Celebrating the Woman: Renee Cox

One of the most controversial African-American artists working today, Renee Cox has used her own body, both nude and clothed, to celebrate black womanhood and criticize a society she often views as racist and sexist.

She was born on October 16, 1960, in Colgate, Jamaica, into an upper middle-class family, who later settled in Scarsdale, New York.

From the very beginning, her work showed a deep concern for social issues and employed disturbing religious imagery. In It Shall Be Named (1994), a black man's distorted body made up of eleven separate photographs hangs from a cross, as much resembling a lynched man as the crucified Christ.

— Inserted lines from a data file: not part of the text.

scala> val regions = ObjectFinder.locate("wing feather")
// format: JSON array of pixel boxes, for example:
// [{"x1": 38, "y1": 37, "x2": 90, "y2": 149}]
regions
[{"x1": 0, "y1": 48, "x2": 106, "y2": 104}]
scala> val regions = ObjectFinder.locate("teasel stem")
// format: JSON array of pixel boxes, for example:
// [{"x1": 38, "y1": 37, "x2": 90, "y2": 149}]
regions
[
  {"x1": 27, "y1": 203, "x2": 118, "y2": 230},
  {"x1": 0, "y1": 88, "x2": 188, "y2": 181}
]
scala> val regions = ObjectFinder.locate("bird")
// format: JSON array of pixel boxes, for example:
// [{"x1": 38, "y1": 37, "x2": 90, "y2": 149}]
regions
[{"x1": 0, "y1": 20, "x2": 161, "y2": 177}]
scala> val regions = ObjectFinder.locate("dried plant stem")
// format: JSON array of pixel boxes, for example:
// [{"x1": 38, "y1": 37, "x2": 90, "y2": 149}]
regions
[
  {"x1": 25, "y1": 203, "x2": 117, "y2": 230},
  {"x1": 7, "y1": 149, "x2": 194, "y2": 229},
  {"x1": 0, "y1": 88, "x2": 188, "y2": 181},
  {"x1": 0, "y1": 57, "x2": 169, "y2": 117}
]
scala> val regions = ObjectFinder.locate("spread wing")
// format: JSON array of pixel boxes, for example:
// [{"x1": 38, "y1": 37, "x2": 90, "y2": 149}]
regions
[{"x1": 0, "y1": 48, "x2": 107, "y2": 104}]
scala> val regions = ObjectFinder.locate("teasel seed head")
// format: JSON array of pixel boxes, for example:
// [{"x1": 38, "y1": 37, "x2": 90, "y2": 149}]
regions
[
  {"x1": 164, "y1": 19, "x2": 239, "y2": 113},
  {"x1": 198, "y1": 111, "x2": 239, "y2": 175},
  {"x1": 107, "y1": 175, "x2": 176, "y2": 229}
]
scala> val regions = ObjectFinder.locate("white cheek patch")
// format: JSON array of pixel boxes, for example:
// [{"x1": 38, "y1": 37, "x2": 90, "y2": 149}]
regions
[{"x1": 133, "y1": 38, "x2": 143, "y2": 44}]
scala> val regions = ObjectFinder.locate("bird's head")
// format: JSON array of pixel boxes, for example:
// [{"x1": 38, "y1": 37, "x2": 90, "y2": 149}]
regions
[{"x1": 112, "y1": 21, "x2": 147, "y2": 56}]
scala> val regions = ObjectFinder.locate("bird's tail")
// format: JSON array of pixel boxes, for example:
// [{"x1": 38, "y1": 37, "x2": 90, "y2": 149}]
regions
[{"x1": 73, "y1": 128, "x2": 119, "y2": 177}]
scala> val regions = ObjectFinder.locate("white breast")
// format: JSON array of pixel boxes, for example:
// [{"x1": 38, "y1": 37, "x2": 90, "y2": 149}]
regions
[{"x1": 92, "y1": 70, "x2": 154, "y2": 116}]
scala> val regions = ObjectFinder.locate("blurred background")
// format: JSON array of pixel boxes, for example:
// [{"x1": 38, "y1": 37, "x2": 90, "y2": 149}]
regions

One intriguing piece of work that I found was her representation of the modern "Hottentot Venus". This historical figure was Sara Baartman, a captured African woman brought to America to be exploited. She was exploited not only for scientific analysis of her genitalia but displayed as an overly sexual, deviant being. Even when Sara Baartman's curves were perceived as ugly and animalistic, Renee Cox celebrates it as beauty.


But her next photographic series would be less engaging for some people and create a firestorm of controversy. In the series Flipping the Script, Cox took a number of European religious masterpieces, including Michelangelo's David and The Pieta, and reinterpreted them with contemporary black figures.



The photograph that created the most controversy when it was shown in a black photography exhibit at the Brooklyn Museum in New York City in 2001 was Yo Mama's Last Supper. It was a remake of Leonardo Da Vinci's Last Supper with a nude Cox sitting in for Jesus Christ, surrounded by all black disciples, except for Judas who was white.

Many Roman Catholics were outraged at the photograph and New York Mayor Rudolph Guiliani called for the forming of a commission to set "decency standards" to keep such works from being shown in any New York museum that received public funds.


Cox responded by stating "I have a right to reinterpret the Last Supper as Leonardo da Vinci created the Last Supper with people who look like him.The hoopla and the fury are because I'm a black female. It's about me having nothing to hide."